Link-building involves setting up backlinks on websites that will direct someone browsing the web to your website. Once there, you’re hoping they’ll buy one of your products or use one of your services. It’s common practice to pay someone knowledgeable to set up backlinks for your company on other websites.
How to Tell Whether a Backlink is Toxic
Google ranks your site higher if it has relevant backlinks. That’s one of the main ways to get your site to climb the search engine ranking positions if someone types in keywords having to do with your industry.
You have analytic tools at your disposal that you can use to learn about backlinks that lead to your site. You can use those tools to see whether a backlink is harmful.
If a backlink leads to your website and comes from a site that has not been indexed by Google, that’s a huge red flag. You also know a backlink is toxic if it comes from a site that has nothing to do with your niche or industry.
It’s also a problem if a backlink leads to your company’s website from a site that was obviously created just for the purpose of linking out. These sites will have very little meaningful content other than a mess of links.

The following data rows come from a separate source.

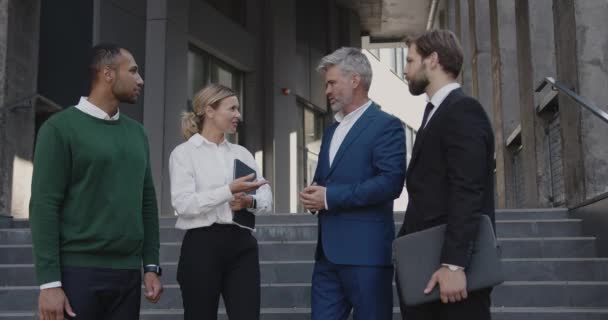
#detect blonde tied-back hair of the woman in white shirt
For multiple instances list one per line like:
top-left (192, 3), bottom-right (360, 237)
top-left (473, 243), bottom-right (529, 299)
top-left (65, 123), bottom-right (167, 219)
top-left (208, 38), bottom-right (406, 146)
top-left (182, 83), bottom-right (236, 140)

What to Use Instead of Toxic Backlinks
The opposite of toxic backlinks are relevant ones. If you see backlinks leading to your site that could harm your position with the Google rankings, you can contact the website admins and demand that they remove the link. You can also fill out and submit a link disavow file to Google. They should act on that fairly quickly.
At that point, you’re free to either hire someone to set up some relevant backlinks or create some on your own if you have the contacts and expertise. Most larger companies have IT specialists who can handle this. Consider hiring a permanent IT staff who can handle your website’s SEO. Getting rid of toxic backlinks and setting up useful ones is always to your benefit.
Stay vigilant to keep spammy backlinks from attaching to your company’s website. They’ll drag you down the rankings, and you never want to allow that to happen.